Durchsuchungs-Video im Winnenden-Prozess

Stuttgart - Mit der Vorführung eines Videos von der Durchsuchung des Wohnhauses des Angeklagten ist am Donnerstag vor dem Landgericht Stuttgart der Prozess gegen den Vater des Amokläufers von Winnenden fortgesetzt worden.

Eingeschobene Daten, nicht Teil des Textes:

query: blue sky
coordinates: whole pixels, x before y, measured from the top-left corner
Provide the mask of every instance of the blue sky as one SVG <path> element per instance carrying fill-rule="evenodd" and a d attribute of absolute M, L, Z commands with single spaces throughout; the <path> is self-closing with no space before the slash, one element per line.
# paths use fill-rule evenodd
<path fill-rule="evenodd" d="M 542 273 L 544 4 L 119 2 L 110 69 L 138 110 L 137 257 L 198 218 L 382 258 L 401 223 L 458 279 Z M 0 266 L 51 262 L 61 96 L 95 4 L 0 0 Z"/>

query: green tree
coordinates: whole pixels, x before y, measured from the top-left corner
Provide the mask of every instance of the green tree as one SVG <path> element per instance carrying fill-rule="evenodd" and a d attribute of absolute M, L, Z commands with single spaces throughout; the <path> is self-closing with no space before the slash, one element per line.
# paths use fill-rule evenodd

In den kurz nach der Bluttat in der Albertville-Realschule gemachten Aufnahmen war zu sehen, wie der 51-jährige Angeklagte das Haus im Beisein von Polizeibeamten betrat und überprüfte, ob Waffen im Haus fehlten. Außerdem wurde am neunten Verhandlungstag ein Polizeibeamter befragt, der den Angeklagten nach der Hausdurchsuchung vernommen hatte. Das knapp dreiminütige Video zeigte, wie sich der Angeklagte zunächst zielstrebig in das elterliche Schlafzimmer begab, den Kleiderschrank öffnete und bezugnehmend auf die Beretta 9 Millimeter, die er dort aufbewahrt hatte, sagte: “Weg. Sie ist weg.“ Auch die im Nachttisch aufbewahrte Munition fehlte. Anschließend ging er in den Keller des Hauses, öffnete dort zwei verschlossene Waffenschränke und sagte: “Ansonsten ist alles da.“ Auch ein dritter Schrank, der offenbar Munition enthielt, wurde vom Angeklagten in Augenschein genommen. Der Leiter des Spezialeinsatzkommandos (SEK), das die Aufnahmen machte, sagte, der Angeklagte sei zu diesem Zeitpunkt nicht gefragt worden, warum die Beretta nicht im Waffenschrank gelegen habe. Der 17 Jahre alte Tim K. hatte am 11. März 2009 bei einem Amoklauf in Winnenden und seiner anschließenden Flucht in Wendlingen 15 Menschen und anschließend sich selbst getötet. Die Tatwaffe hatte er aus dem Schlafzimmer der Eltern entwendet. Tim K.s Vater muss sich seit dem 16. September vor Gericht wegen Verstoßes gegen das Waffengesetz verantworten, weil er seinem Sohn Zugriff auf eine erlaubnispflichtige Schusswaffe sowie Munition ermöglicht hat.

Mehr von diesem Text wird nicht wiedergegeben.